Expressive Music Data Processing and Generation
This work addresses the challenge of generating high-quality music with expressivity and coherence for AI music generation applications, representing an incremental improvement over existing methods.
The authors tackled the problem of generating expressive and coherent music by introducing a listening-based data-processing technique that captures musical expressivity and modeling output interdependencies for coherence, resulting in a method that selects generations based on output entropy to quantify musical pleasure and information gain.

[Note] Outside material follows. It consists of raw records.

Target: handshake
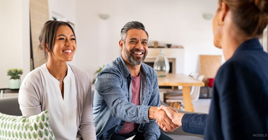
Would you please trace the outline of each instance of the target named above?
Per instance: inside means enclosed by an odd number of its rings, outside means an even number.
[[[158,125],[166,131],[172,132],[181,126],[181,119],[184,113],[178,113],[171,107],[162,105],[159,107],[152,107],[148,112],[150,119],[155,119]]]

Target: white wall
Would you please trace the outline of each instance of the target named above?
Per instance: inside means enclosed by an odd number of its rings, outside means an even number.
[[[0,5],[0,88],[8,87],[7,70],[23,69],[22,80],[30,71],[28,0],[5,1]]]
[[[87,72],[92,79],[99,67],[120,54],[118,42],[122,27],[128,21],[143,23],[149,34],[149,43],[158,41],[183,46],[185,74],[199,71],[199,55],[222,55],[213,44],[212,21],[202,17],[214,14],[214,0],[49,0],[50,17],[53,12],[74,23],[77,49],[69,63]],[[8,69],[23,69],[23,79],[30,70],[29,0],[5,1],[0,6],[0,88],[8,86]],[[110,18],[100,19],[107,13]],[[223,62],[224,62],[223,58]]]
[[[98,67],[119,56],[121,29],[129,21],[143,24],[149,34],[149,45],[156,40],[160,45],[183,46],[186,74],[199,71],[199,55],[222,55],[213,45],[212,20],[202,17],[203,13],[215,13],[217,1],[116,2],[76,1],[76,64],[92,77]],[[99,14],[102,13],[109,14],[110,17],[100,19]]]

Musical expressivity and coherence are indispensable in music composition and performance, while often neglected in modern AI generative models. In this work, we introduce a listening-based data-processing technique that captures the expressivity in musical performance. This technique derived from Weber's law reflects the human perceptual truth of listening and preserves musical subtlety and expressivity in the training input. To facilitate musical coherence, we model the output interdependencies among multiple arguments in the music data such as pitch, duration, velocity, etc. in the neural networks based on the probabilistic chain rule. In practice, we decompose the multi-output sequential model into single-output submodels and condition previously sampled outputs on the subsequent submodels to induce conditional distributions. Finally, to select eligible sequences from all generations, a tentative measure based on the output entropy was proposed. The entropy sequence is set as a criterion to select predictable and stable generations, which is further studied under the context of informational aesthetic measures to quantify musical pleasure and information gain along the music tendency.